Due to the advances in sensing technology and motion systems, collaborative robotic applications are changing the way people and machines interact on the plant floor. This collaboration allows manufacturers and industrial operators to combine best practices of robotic systems, such as the strength and repeatability of machines, with the flexibility, adaptability, and intelligence of humans.
The result is a collaborative work environment that enhances production efficiency and flexibility, while also reducing the physical burden on humans. These advances in robotic systems are increasingly important as companies seek new ways to retain their skilled but aging workforce.
One of the key enablers of collaborative robotic applications is the safety technology that allows humans and robots to share the same workspace with less risk of human injury. Advanced safety technology is increasingly embedded in the robot and in the cell controller. Sophisticated sensors, safety controllers, and communication networks provide real-time safety data that allows robots to automatically respond to potential incidents (such as coming into contact with an operator) and reducing the need for safety cages (freeing floor space, saving money, and increasing flexibility in the way robots are used on the plant floor).
Today’s standards—provided by the Robotic Industries Association and various safety standards bodies—offer guidance on how robots and humans can work together to revolutionize productivity and safety in industrial operations.

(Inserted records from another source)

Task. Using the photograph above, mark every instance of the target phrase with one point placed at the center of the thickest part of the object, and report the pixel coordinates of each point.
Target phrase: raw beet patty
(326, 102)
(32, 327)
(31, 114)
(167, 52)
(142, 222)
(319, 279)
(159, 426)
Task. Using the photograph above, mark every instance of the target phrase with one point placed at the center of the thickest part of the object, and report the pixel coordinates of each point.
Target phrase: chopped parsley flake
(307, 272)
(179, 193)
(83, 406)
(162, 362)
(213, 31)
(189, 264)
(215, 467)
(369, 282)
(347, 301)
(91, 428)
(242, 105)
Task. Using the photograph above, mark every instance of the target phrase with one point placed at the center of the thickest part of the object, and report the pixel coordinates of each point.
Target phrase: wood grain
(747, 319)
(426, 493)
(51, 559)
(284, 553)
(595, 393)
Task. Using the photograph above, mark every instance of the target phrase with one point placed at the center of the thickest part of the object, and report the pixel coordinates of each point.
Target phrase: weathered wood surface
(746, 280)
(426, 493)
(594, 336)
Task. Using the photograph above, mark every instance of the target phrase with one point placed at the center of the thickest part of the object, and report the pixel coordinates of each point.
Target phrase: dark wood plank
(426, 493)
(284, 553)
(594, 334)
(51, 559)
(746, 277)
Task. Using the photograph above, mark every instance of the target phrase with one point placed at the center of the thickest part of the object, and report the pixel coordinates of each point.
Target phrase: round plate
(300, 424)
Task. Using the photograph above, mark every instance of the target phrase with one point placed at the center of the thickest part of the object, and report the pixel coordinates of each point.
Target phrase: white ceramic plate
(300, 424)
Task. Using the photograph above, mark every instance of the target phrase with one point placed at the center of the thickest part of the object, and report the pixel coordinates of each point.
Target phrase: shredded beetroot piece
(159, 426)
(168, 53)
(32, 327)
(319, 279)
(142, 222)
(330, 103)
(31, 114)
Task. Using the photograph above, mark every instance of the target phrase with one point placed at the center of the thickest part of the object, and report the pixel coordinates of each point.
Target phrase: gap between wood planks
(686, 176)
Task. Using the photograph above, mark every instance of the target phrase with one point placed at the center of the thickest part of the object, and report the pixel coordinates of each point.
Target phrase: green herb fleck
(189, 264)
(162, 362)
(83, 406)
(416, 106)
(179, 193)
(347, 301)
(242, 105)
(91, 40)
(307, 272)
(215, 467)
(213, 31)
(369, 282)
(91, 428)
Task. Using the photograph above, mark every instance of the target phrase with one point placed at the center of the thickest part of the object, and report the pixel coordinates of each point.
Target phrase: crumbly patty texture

Implementing Collaborative Robotics
A robot is not collaborative by itself and is only one part of a collaborative robotic application; it does not achieve safety compliance on its own. According to standards ANSI/RIA R15.06-2012 and ISO 10218, the term “collaborative robotics” describes an automatically operated robot system sharing the same workspace with a human.
There are four types of collaborative operations:
Safety-rated monitored stop. Sensors in the safety control system detect human presence and immediately stop the robot if a human gets too close. This is commonly used when humans and robots are working in close proximity or with overlapping work envelopes. A worker can load parts directly onto a robot end-effector while it is in a safe-stop condition. This helps improve productivity because the machine can keep running independent from the robot.
Hand-guiding operation. A less common method than safety-rated monitoring, it allows operators to manually control or reposition the robot for its next task. In this case, the operator is in direct contact with the robot arm and can utilize hand controls to reposition it—not a preferred method for tasks that require fast speeds.
Speed and separation monitoring. This method allows operators and robots to work in the same space while maintaining sufficient distance from each other. If a human comes too close to a robot, sensors will trigger the robot to slow down or stop. These areas are indicated by using a yellow and red zone for slow down and stop, respectively. New safety sensor technology is making this application more popular in industrial operations.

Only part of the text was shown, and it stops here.